30 expert tips for crossing the Atlantic: 21-25
21. Carry plenty of fuel
You can’t have too much on board for an ocean crossing, even if you are planning to sail all the way. If you do encounter light winds, a bit of strategic motoring can help you punch through and shave a lot of time of your passage.
Take a few jerrycans in addition – you’ll need them anyway if you’re planning on going further afield as fuel is sometimes a taxi ride away. Give some consideration to how you are going to transfer fuel from jerrycans at sea, advises Dan Bower. “That can be a skill. Forget funnels and pouring,” he says, “your best options are a portable transfer pump, or force a siphon with a dinghy pump and hose pipe.”
22. Sharpen up helming skills
“Make sure all your crew become experienced helmsmen; autopilots can and do fail,” advises James Anderson. There are other benefits to crew spending at least some portion of their watch steering. They will keep a better lookout, will be in better touch with the boat and sea conditions and they’ll soon know if the boat isn’t properly trimmed.

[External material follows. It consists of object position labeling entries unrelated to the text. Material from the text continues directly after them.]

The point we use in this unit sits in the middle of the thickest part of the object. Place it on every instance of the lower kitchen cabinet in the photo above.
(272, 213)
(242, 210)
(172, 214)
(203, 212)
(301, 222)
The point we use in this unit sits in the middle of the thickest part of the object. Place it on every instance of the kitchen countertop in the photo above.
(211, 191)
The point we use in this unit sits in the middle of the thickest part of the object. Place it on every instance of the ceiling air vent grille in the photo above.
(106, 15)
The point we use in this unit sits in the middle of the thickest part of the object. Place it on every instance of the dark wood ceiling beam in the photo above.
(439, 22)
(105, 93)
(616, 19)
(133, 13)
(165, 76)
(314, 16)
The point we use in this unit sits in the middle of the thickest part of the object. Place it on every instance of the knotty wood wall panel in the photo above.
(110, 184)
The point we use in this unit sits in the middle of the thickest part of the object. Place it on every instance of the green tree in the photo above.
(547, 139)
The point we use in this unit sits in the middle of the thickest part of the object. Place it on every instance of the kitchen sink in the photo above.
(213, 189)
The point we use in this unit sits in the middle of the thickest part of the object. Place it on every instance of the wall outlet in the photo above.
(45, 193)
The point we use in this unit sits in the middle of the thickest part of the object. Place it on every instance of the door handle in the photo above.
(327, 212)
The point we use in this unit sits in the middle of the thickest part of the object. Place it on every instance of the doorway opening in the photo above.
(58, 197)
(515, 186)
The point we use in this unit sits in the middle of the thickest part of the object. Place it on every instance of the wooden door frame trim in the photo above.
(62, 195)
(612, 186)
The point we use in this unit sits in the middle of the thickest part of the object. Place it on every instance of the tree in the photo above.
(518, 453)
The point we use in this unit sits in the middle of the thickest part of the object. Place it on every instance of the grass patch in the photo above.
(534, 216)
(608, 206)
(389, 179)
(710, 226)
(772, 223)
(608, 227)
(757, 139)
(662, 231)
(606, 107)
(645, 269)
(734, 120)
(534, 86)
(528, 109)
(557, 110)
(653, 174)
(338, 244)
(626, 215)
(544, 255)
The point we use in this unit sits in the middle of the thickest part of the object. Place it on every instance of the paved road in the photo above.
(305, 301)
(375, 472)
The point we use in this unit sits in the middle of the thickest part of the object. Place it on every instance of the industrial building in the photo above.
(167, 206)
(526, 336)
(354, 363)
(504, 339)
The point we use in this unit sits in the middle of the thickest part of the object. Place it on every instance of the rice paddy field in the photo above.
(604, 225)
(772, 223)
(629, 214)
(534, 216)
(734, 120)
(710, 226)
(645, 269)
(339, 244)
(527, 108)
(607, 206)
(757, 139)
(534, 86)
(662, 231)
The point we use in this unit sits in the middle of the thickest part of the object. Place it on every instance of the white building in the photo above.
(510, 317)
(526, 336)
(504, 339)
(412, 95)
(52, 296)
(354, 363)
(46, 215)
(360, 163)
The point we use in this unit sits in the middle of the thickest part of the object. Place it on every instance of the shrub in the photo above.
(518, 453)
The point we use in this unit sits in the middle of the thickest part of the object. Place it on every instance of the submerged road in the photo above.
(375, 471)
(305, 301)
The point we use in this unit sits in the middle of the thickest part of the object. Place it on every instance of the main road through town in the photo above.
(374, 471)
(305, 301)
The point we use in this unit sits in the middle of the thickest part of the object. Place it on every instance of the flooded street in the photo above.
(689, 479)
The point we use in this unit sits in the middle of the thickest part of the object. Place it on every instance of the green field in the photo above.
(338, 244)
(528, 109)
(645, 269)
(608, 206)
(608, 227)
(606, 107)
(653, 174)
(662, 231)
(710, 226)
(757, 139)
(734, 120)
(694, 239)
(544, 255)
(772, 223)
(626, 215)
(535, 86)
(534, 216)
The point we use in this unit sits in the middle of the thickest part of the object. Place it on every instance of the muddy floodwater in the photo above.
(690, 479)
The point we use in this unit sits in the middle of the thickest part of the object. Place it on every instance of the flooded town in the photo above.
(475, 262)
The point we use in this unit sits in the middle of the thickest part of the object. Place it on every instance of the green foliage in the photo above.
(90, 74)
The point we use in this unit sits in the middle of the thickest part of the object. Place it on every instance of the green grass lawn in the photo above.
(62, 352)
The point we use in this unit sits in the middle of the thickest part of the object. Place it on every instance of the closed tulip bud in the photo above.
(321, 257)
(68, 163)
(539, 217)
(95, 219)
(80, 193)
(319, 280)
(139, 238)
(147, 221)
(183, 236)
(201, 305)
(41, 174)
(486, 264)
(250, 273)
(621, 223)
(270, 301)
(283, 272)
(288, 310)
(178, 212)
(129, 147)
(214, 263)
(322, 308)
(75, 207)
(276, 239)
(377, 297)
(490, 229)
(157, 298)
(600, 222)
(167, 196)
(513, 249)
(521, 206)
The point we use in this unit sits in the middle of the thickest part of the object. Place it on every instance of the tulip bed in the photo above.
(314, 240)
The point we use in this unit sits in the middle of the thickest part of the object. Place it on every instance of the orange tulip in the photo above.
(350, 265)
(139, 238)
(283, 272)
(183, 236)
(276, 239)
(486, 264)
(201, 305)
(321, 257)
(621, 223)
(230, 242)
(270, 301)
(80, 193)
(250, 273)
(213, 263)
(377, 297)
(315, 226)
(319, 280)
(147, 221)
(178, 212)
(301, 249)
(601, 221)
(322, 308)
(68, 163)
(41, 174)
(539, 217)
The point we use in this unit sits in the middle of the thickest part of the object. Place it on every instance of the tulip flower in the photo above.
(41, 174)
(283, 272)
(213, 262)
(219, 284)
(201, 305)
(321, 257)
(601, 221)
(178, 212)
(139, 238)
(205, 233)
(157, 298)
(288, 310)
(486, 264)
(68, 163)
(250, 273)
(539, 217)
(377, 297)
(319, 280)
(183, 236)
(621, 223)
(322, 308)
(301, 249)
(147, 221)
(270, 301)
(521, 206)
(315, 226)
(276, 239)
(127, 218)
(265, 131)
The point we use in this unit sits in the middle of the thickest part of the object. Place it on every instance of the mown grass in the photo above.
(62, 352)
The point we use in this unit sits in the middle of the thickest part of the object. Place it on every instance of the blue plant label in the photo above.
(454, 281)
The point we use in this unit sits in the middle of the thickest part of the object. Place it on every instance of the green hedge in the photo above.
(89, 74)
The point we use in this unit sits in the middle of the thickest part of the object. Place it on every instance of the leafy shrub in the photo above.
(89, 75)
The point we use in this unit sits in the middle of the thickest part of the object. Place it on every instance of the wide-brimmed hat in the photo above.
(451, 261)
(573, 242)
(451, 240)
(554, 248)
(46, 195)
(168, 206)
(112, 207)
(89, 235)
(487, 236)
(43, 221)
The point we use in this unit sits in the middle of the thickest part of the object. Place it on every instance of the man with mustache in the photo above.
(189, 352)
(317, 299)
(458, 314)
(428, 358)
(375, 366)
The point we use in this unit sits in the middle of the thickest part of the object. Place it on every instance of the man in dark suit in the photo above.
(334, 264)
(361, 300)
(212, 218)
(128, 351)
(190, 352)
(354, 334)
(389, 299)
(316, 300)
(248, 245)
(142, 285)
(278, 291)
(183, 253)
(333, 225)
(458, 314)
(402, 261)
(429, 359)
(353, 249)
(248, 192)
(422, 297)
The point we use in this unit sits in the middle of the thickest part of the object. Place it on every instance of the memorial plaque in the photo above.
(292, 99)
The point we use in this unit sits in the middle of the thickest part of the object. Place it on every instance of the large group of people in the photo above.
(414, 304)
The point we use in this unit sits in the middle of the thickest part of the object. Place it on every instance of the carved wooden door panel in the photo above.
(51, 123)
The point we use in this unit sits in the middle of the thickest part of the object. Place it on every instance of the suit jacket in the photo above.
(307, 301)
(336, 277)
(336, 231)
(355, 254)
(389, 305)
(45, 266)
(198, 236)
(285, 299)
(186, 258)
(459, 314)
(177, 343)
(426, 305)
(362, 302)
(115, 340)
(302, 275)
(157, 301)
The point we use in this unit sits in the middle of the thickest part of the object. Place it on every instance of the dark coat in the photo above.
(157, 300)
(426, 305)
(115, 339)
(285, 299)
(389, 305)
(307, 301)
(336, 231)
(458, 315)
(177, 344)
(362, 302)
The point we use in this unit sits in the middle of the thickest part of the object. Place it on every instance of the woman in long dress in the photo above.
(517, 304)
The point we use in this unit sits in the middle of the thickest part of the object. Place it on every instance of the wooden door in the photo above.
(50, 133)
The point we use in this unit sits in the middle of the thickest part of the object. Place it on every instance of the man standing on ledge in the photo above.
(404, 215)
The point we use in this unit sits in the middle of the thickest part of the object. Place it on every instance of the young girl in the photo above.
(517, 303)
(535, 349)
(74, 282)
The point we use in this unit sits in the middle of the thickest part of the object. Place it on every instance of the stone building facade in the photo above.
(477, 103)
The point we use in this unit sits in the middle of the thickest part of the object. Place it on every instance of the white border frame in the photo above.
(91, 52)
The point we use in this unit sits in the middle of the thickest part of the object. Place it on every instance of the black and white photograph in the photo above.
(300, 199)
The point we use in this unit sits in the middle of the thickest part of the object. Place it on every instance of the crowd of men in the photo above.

23. Switch off the autopilot now and then
For the same reason, even if you run on autopilot, take the helm from time to time to ensure the boat is nicely balanced. It will save a lot of loads on the rudder bearings and autopilot ram, as well as electrical power, and be kinder on the boat.
If using the autopilot, keep it in windvane mode downwind. “This way when a squall comes through the boat will adjust the course and prevent an accidental gybe,” says Dan Bower.
24. Take back-up navigation
Do take paper charts, just in case you have power failure – one ARC boat lost almost everything electrical one year after she was struck by lightning. Carry a spare battery-powered GPS “and keep it in a tin to protect it against lightning-induced EMP,” says James Anderson, who adds: “A once-a-day fix from a handheld GPS that costs less than £100 is far more accurate than even a professional navigator can achieve with a sextant.”
25. Involve crew in preparing a grab bag
“It’s not something you pay much attention to most of the time, particularly if you’ve been coastal sailing, but the grab bag almost always needs some attention before a long trip,” says Mike Kopman.
“Empty it out, go over all the contents and repack it carefully. If you’ve got the time, doing this with all the crew will get everyone thinking about safety and maybe bring up some new ideas about what should go into the bag.”